The ECI originally functioned as a single-member body but was made multi-member from 1 October 1993, and today comprises the Chief Election Commissioner (CEC) and two Election Commissioners who enjoy equal status, with decisions taken by majority. Appointments are governed by the Chief Election Commissioner and Other Election Commissioners (Appointment, Conditions of Service and Term of Office) Act, 2023, which replaced the earlier executive procedure after the Supreme Court's Anoop Baranwal v. Union of India (2023) ruling; the selection committee comprises the Prime Minister, the Leader of the Opposition in the Lok Sabha, and a Union Cabinet Minister.
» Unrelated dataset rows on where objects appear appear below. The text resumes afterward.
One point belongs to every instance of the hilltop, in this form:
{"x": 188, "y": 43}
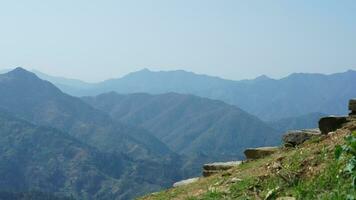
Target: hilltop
{"x": 307, "y": 171}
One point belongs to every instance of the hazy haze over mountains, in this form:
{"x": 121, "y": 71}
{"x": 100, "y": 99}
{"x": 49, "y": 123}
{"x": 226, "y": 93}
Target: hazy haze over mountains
{"x": 269, "y": 99}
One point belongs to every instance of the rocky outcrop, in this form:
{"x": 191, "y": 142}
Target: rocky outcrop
{"x": 352, "y": 107}
{"x": 214, "y": 168}
{"x": 185, "y": 182}
{"x": 298, "y": 137}
{"x": 331, "y": 123}
{"x": 261, "y": 152}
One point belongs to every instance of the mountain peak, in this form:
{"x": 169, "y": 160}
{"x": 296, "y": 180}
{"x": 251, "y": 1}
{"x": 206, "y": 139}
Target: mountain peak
{"x": 21, "y": 73}
{"x": 263, "y": 78}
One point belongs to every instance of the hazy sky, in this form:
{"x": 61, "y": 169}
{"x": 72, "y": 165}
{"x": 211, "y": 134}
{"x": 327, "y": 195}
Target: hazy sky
{"x": 97, "y": 39}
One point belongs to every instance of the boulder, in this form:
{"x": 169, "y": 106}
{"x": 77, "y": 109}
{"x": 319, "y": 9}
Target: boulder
{"x": 297, "y": 137}
{"x": 221, "y": 165}
{"x": 261, "y": 152}
{"x": 331, "y": 123}
{"x": 185, "y": 182}
{"x": 218, "y": 167}
{"x": 352, "y": 106}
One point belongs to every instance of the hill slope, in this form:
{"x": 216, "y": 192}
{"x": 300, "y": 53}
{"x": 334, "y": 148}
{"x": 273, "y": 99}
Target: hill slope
{"x": 39, "y": 102}
{"x": 189, "y": 124}
{"x": 34, "y": 158}
{"x": 269, "y": 99}
{"x": 308, "y": 172}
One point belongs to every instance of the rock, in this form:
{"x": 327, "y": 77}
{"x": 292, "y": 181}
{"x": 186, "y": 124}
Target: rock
{"x": 234, "y": 180}
{"x": 218, "y": 167}
{"x": 331, "y": 123}
{"x": 261, "y": 152}
{"x": 352, "y": 106}
{"x": 221, "y": 165}
{"x": 185, "y": 182}
{"x": 297, "y": 137}
{"x": 286, "y": 198}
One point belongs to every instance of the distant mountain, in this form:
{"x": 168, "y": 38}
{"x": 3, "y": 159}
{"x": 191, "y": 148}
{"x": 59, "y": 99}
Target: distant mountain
{"x": 70, "y": 86}
{"x": 27, "y": 97}
{"x": 269, "y": 99}
{"x": 308, "y": 121}
{"x": 34, "y": 158}
{"x": 188, "y": 124}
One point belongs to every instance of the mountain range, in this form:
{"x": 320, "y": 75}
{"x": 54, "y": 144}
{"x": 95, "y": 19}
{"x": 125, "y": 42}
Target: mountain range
{"x": 189, "y": 124}
{"x": 160, "y": 128}
{"x": 144, "y": 163}
{"x": 269, "y": 99}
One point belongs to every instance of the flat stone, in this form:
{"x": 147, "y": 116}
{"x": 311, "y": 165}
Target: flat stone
{"x": 331, "y": 123}
{"x": 218, "y": 167}
{"x": 185, "y": 182}
{"x": 221, "y": 165}
{"x": 261, "y": 152}
{"x": 297, "y": 137}
{"x": 286, "y": 198}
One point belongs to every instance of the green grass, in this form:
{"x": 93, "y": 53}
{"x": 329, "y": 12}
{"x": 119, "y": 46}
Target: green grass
{"x": 307, "y": 172}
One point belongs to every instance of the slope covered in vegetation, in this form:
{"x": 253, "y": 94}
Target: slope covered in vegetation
{"x": 310, "y": 171}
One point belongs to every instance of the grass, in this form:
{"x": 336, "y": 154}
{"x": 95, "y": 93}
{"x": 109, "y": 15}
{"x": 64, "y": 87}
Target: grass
{"x": 308, "y": 172}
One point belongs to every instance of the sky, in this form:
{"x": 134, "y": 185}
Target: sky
{"x": 95, "y": 40}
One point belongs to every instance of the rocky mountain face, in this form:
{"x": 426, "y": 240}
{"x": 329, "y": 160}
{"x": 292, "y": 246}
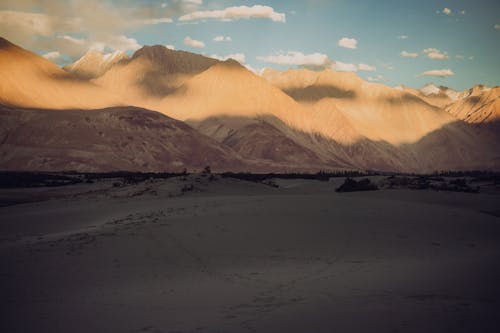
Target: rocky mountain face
{"x": 297, "y": 120}
{"x": 94, "y": 64}
{"x": 28, "y": 80}
{"x": 119, "y": 138}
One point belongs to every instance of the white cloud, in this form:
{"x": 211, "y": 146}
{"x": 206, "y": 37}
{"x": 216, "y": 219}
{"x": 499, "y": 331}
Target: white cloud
{"x": 30, "y": 23}
{"x": 433, "y": 53}
{"x": 343, "y": 67}
{"x": 388, "y": 66}
{"x": 96, "y": 23}
{"x": 408, "y": 54}
{"x": 366, "y": 68}
{"x": 236, "y": 13}
{"x": 121, "y": 43}
{"x": 297, "y": 59}
{"x": 193, "y": 43}
{"x": 73, "y": 40}
{"x": 153, "y": 21}
{"x": 222, "y": 39}
{"x": 446, "y": 11}
{"x": 52, "y": 55}
{"x": 438, "y": 73}
{"x": 375, "y": 78}
{"x": 349, "y": 43}
{"x": 239, "y": 57}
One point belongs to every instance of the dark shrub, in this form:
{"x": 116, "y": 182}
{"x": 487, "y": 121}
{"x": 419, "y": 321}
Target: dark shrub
{"x": 350, "y": 185}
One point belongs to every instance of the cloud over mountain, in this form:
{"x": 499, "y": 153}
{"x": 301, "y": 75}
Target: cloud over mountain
{"x": 438, "y": 73}
{"x": 193, "y": 43}
{"x": 433, "y": 53}
{"x": 348, "y": 43}
{"x": 236, "y": 13}
{"x": 294, "y": 58}
{"x": 407, "y": 54}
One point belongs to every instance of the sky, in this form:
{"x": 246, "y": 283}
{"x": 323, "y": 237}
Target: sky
{"x": 455, "y": 43}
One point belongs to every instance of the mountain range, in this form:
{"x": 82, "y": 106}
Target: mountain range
{"x": 166, "y": 110}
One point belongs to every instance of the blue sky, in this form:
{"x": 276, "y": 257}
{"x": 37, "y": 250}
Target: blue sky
{"x": 454, "y": 43}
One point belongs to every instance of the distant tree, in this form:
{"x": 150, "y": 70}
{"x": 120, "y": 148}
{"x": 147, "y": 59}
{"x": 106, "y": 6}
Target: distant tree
{"x": 207, "y": 170}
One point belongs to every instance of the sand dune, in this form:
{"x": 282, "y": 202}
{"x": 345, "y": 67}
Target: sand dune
{"x": 234, "y": 256}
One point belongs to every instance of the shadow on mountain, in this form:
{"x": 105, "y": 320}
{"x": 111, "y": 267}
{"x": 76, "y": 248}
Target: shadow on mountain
{"x": 111, "y": 139}
{"x": 315, "y": 93}
{"x": 456, "y": 146}
{"x": 135, "y": 139}
{"x": 404, "y": 99}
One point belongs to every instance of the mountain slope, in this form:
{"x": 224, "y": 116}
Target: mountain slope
{"x": 372, "y": 111}
{"x": 94, "y": 64}
{"x": 478, "y": 106}
{"x": 152, "y": 73}
{"x": 120, "y": 138}
{"x": 29, "y": 80}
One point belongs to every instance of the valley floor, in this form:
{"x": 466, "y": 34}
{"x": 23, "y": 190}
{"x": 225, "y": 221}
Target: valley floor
{"x": 224, "y": 255}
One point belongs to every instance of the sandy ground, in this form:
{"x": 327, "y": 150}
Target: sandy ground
{"x": 233, "y": 256}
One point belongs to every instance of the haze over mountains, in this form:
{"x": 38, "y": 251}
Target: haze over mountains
{"x": 297, "y": 120}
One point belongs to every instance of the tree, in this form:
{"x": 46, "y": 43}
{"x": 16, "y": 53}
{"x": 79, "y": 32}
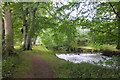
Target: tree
{"x": 9, "y": 45}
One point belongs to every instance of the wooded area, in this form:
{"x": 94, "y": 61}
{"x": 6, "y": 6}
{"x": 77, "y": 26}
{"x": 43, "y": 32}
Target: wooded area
{"x": 60, "y": 27}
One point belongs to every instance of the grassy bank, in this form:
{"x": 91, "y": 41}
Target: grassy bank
{"x": 15, "y": 64}
{"x": 65, "y": 69}
{"x": 61, "y": 68}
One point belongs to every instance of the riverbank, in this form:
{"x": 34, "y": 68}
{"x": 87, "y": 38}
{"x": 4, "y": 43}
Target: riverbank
{"x": 62, "y": 68}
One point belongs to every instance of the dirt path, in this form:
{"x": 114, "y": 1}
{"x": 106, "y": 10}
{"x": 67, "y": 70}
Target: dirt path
{"x": 40, "y": 68}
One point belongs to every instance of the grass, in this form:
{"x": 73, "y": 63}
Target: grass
{"x": 15, "y": 66}
{"x": 65, "y": 69}
{"x": 104, "y": 47}
{"x": 23, "y": 68}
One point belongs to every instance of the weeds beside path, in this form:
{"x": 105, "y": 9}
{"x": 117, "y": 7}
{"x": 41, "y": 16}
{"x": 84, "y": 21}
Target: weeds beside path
{"x": 39, "y": 69}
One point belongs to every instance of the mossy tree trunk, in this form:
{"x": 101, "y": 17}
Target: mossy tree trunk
{"x": 8, "y": 31}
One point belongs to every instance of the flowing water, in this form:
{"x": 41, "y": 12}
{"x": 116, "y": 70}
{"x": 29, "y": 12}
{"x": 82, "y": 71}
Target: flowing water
{"x": 86, "y": 57}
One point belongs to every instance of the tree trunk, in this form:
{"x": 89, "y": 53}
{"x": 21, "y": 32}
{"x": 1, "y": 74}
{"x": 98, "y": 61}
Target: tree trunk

The CEC can be removed only by the parliamentary process applicable to a Supreme Court judge (impeachment under Articles 124(4) and 324(5)), while the two Commissioners are removable only on the CEC's recommendation — a structural asymmetry the Court flagged in T.N. Seshan v. Union of India (1995), which nonetheless upheld the multi-member design.
In practice the ECI prepares and revises electoral rolls, notifies election schedules, allots symbols, registers and recognises political parties, enforces the Model Code of Conduct (a non-statutory but binding convention that operationalises on the date of poll announcement), and adjudicates disputes over symbol claims under the Election Symbols (Reservation and Allotment) Order, 1968. Landmark interventions include the introduction of EVMs (used nationwide from 2004), the mandatory NOTA option following PUCL v. Union of India (2013), and VVPAT verification. As of 2026 the Commission continues nationwide use of EVMs with VVPAT and administers the world's largest electorate of over 960 million registered voters.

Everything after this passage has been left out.